Tia Luscombe in Borneo

Young Explorers' Trust

green trees under white sky during daytime

It is now a few weeks after returning from my expedition to Borneo, and my god do I wish to be back in Asia. I never thought I would miss the sweaty, sticky air and the (NEVER less than) warm water… but here I am freezing in my bedroom in England.

The trip was four weeks long, and we worked on over five project sites during that time. These ranged from clearing woodland and grass to start building the foundation of a community centre, learning how to make cement and cementing windows for a village chief’s house, or cleaning up nearly every beach we visited or stayed near. All of these activities allowed us to interact and learn from the locals, who were admirable for how determined they were to talk to us in English to ensure we understood the task and could do it well. In return we were given Malay lessons, useful phrases being ‘terimia kasih’ and ‘salamat pagi’, less useful ones being ‘lapangan terbang’ and ‘langsir’. For whatever reason, many people on my team seamed to adopt the habit of saying the less useful phrases more often than the useful ones, which sometimes earned us strange looks from passers-by.

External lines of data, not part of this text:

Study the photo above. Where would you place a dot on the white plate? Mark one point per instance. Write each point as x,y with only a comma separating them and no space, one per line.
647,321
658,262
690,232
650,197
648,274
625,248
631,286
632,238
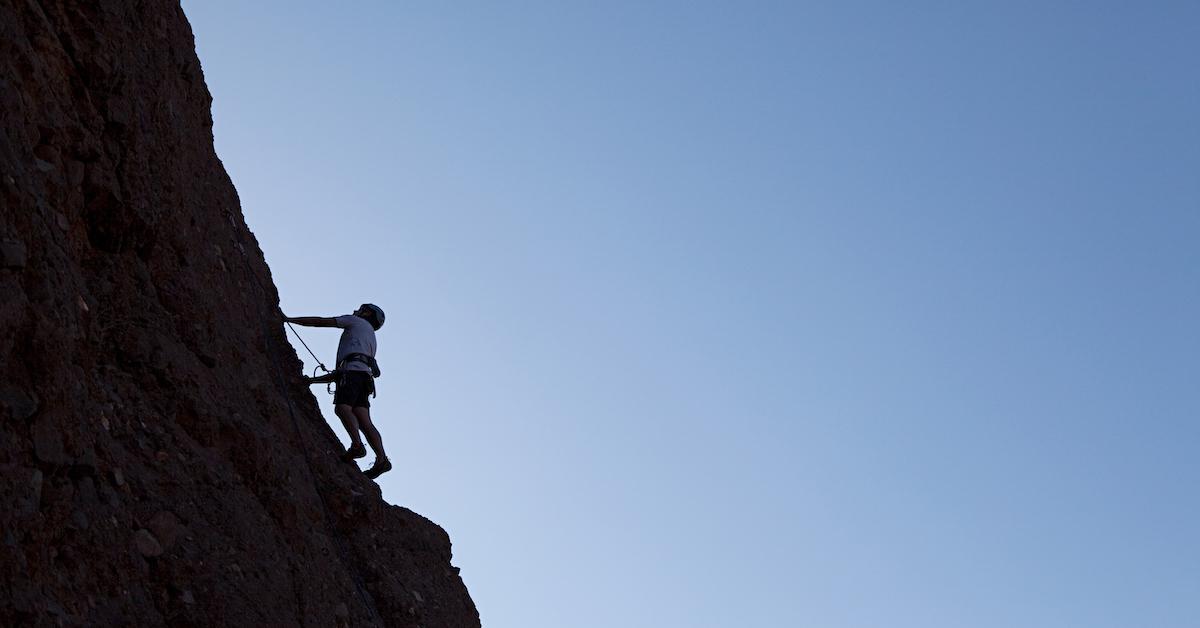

We began our scuba diving qualification in our second week on the Island of Mamutik. We completed the course in three days, giving us limited time to do much other than train. Being asthmatic, the instructors were wonderful at making the discomfort of scuba diving bearable. The perseverance everyone showed during the day hours while training paid off every evening when the tourists and visitors would take boats back to the mainland, leaving the instructors and my team the whole island to ourselves.

This trip was a once-in-a-lifetime opportunity, one that has encouraged me to take a gap year and travel before studying at university, something I was adamantly against beforehand. The second half of my team came down to my city last week to see everyone who lives here, and we are already planning for our half to travel to Essex to see them in October. These people are friends that I have made for life, I have seen them at some of their worst points, and they have seen me at some of mine.

This trip wouldn’t have been possible without the grant from the Young Explorers’ Trust. I am ever so grateful for being chosen, and I hope everyone after me has just as incredible as an opportunity to taste a new side of life.